MC: I think what has been most shocking is how difficult it is to manage perception in the industry. If you look at social media & a lot of the buzz in the rags, so much of it is generated by invested parties. So I think it's possible to be a perfectly good citizen & then get painted in a negative light or be a very negative citizen and be painted in a very good light. And it's been counter-intuitive to me how you manage this effectively. It's almost a dynamic feedback system.
For example Nicira's been an enormous contributor to Open Source. I think we've contributed more than anybody in our space by a factor of 10 or more. We contributed most of the core technologies, and then people say, “Well, it's a proprietary solution.” On the other hand there are people saying, “We should use Nicira because it's the open solution.” So there is this thing where we're seen as both closed source and open source. And sometimes it's worked for us for the wrong reasons and other times it's not worked for us for the wrong reasons. So that dynamic has been the least intuitive for me. I'm not sure I fell off my chair, but I think that has been the most surprising.
JF: At SiliconAngle we say we're agile media, and ultimately in media the whole business is changing. That's why we have the Cube. This is raw data we want to share – be provocative, be edgy. It's a data-driven world, and we believe the media business is screwed up beyond all recognition. So because of lack of fact checking, and old techniques aren't working. But it's the same game. So things circulate, things get branded, & we've seen it time & time again. I've seen great people show up and be branded almost as criminals. So it's a sad state of reporting & media there.

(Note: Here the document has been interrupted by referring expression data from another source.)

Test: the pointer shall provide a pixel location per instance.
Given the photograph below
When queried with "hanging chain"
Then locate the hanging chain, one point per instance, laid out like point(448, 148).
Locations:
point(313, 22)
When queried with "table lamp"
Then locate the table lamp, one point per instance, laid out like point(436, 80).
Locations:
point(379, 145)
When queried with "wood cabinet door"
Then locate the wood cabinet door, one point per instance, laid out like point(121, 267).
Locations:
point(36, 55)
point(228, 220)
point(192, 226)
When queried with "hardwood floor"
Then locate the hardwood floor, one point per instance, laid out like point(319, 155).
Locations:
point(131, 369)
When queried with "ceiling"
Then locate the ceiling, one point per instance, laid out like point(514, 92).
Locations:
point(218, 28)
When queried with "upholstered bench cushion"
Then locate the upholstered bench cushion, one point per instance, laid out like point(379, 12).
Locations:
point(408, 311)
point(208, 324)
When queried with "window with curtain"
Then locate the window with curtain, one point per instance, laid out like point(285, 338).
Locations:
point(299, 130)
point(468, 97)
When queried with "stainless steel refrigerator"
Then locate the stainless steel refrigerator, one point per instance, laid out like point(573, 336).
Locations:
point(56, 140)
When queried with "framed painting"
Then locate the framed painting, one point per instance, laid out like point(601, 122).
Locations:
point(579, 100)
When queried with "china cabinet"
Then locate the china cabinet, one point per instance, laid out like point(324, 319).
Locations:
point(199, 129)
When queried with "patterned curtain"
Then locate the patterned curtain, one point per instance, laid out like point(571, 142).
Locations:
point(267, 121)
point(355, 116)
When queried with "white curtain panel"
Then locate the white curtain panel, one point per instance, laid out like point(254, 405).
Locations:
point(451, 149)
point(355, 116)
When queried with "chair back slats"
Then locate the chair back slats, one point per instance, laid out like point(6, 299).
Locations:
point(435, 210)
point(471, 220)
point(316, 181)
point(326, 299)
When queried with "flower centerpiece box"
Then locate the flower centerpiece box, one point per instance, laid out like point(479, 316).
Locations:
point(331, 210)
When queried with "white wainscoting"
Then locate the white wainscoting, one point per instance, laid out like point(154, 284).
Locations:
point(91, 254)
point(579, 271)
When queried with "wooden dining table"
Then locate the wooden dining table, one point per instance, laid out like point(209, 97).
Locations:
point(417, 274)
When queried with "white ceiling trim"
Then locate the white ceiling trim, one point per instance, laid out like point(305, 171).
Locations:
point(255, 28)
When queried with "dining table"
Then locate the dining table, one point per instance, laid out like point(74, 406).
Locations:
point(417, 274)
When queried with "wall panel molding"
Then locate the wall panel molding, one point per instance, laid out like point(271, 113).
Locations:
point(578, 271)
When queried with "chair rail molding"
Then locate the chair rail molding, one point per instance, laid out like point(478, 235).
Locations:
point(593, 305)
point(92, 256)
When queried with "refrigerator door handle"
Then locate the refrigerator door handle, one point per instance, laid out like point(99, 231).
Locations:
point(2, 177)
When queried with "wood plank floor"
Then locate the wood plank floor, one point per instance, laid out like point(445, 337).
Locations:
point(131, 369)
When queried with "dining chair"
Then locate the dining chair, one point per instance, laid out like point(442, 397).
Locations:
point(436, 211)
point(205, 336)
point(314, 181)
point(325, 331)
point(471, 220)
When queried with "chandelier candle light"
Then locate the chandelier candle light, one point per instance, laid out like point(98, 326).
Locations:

Network Virtualization's Impact on IT Employment Careers
SM: The networking industry is a big community. When you talk about jobs, what's your recommendation to people in the networking industry? What should they start to read or start playing with to understand where things are going down the line?
MC: I don't want to say a cliche, but I really believe this one. I think networks are evolving to become proper systems, meaning there's a very well defined hardware and software layer, & they all work together. I think the data center is becoming a large computer, & I think the most important thing is to view the industry in that lens. I would get as much information as I could on how Google or Facebook or Amazon build their data centers & realize that if you do a cross-section of those like the capital savings, the operational savings, the flexibility of software, that's changing the world. And if it's not changing the world directly by changing infrastructure, it's changing the world by the services they deliver. Understanding that model in your bones I think is the beacon going forward. If it were me first I would really understand why they are making those decisions, what the benefits are, & I would use that to guide my learning going forward.